Tanggungjawab sosial dalam bentuk amar
ma’ruf dan nahi munkar itu, menurut Quthub, justru merupakan ajaran sosial
Islam yang amat penting. Seorang mukmin, kata Quthub, karena ajaran sosial ini,
mesti mengembangkan karakter dan watak keumatan, kesatuan, saling membantu, dan bekerjasama dalam
mewujudkan kebaikan dan menolak keburukan.[3]
Selain mengupayakan jihad terus-menerus dalam bentuk amar ma’ruf dan
nahi munkar, penyampaian dakwah dalam kaitannya antara materi dengan metode
dalam berdakwah adalah dua hal yang tidak bisa dipisahkan. Jika materi baik
tetapi disajikan dengan metode yang kurang baik dan kurang menarik, tentu
hasilnya tidak akan optimal sebagaimana yang diharapkan. Demikian pula
sebaliknya.
Dalam bahasa Prof. Yunan Yusuf, “Semangkok teh pahit dan
sepotong ubi goreng yang disajikan dengan cara sopan dan ramah, tanpa sikap
yang dibuat-buat, akan lebh terasa enak disantap ketimbang sporsi makanan
lezat, mewah, dan mahal harganya, tetapi disajikan dengan cara kurang ajar, tidak
sopan, dan menyakitkan hati orang yang menerimanya.”[4]
Oleh karena itu, perlu dilakukan jihad
dalam bentuk upaya terus-menerus dalam menyajikan materi dan metode yang baik,
sejalan dengan kebutuhan zaman dan kemajuan teknologi yang terus berkembang dari
waktu ke waktu. Hal ini sejalan dengan firman Allah Swt, dalam QS, an-Nahl
[16]: 125;
“Serulah (manusia) kepada jalan Tuhan-mu
dengan hikmah dan pelajaran yang baik dan bantahlah mereka dengan cara yang
baik.
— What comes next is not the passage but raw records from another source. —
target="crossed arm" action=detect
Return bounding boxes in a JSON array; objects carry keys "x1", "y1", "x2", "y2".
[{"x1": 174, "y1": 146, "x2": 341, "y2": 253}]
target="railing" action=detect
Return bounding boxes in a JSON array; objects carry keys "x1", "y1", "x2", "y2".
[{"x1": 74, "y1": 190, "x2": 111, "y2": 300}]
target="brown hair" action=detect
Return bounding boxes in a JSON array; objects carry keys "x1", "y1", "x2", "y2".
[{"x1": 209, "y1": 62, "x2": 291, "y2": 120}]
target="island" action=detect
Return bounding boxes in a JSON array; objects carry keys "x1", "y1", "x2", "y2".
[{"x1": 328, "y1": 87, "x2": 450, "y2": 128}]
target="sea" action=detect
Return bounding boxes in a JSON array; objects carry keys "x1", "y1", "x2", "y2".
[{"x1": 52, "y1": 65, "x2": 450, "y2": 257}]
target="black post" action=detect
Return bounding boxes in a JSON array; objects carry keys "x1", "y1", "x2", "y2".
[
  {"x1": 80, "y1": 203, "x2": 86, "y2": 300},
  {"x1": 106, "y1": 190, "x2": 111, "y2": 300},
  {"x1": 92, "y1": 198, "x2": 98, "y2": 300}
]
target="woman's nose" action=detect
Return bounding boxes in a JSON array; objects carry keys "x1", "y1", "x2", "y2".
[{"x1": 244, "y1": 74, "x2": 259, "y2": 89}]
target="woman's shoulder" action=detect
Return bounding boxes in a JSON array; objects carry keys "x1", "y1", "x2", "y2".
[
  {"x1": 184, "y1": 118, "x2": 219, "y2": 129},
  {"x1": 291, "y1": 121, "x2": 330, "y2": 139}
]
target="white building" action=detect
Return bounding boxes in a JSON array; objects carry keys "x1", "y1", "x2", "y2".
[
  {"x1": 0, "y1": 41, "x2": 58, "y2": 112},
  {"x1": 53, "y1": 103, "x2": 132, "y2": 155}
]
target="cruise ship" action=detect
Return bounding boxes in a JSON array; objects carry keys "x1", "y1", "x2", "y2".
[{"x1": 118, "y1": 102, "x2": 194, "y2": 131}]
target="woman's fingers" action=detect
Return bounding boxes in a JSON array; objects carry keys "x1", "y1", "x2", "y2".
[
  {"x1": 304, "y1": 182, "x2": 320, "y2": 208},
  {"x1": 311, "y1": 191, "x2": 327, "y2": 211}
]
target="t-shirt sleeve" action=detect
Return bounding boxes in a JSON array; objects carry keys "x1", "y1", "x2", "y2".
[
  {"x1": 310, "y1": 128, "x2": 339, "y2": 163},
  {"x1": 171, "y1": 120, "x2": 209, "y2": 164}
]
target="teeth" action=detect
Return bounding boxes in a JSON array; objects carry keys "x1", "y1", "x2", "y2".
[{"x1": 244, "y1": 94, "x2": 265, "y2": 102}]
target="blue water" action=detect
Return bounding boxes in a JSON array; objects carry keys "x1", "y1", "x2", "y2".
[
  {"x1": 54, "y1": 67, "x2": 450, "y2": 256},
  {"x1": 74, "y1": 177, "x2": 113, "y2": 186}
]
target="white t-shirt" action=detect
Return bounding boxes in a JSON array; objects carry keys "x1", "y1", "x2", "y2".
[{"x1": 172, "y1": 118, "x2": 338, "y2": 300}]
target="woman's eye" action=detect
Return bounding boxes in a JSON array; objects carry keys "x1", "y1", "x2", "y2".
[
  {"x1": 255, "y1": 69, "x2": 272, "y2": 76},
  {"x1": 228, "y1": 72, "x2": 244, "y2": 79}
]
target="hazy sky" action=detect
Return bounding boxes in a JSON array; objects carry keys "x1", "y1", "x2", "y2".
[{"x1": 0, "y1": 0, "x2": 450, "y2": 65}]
Sesungguhnya Tuhanmu Dialah yang lebih mengetahui tentang siapa yang
tersesat dari jalan-Nya dan Dialah yang lebih mengetahui orang-orang yang
mendapat petunjuk.”
Salah satu makna hikmah (dari ayat
tersebut) menurut sebagian ulama tafsir adalah menyajikan materi dakwah dengan
metode dan cara yang integral dan holistik menyentuh seluruh aspek diri
manusia, seperti fisik, pikiran, dan hati. Sehingga diharapkan terjadi
perubahan perilaku ke arah yang lebih baik dan lebih bermakna dalam kehidupan
sehari-hari.
[2] Dakwah
adalah ajaran atau seruan dari seorang da’i untuk merubah situasi dan kondisi
mad’u, dari situasi yang belum maju menjadi maju, belum tahu menjadi tahu,
belum sejahtera menjadi sejahtera guna mendapatkan kebahagiaan di dunia dan di
akhirat. Esensi dakwah pada hakekatnya adalah mengajak individu atau masyarakat
kepada Islam. Dengan demikian dakwah Islam merupakan upaya mensosialisasikan
dan mengkomunikasikan Islam. Lihat, M. Yunan Yusuf, “Kode Etik Dakwah”, Dakwah;
Jurnal Kajian Dakwah, Komunikasi, dan Keislaman, Vol. IV, (Jakarta: Fakultas
Da’wah UIN Syarif Hidayatullah Jakarta, 2002),
hal. 48
[3] A. Ilyas
Ismail, Paradigma Dakwah Sayyid Quthub; Rekonstruksi Pemikiran Harakah, (Jakarta:
Penamadani, Cet. II, 2008), hal. 174.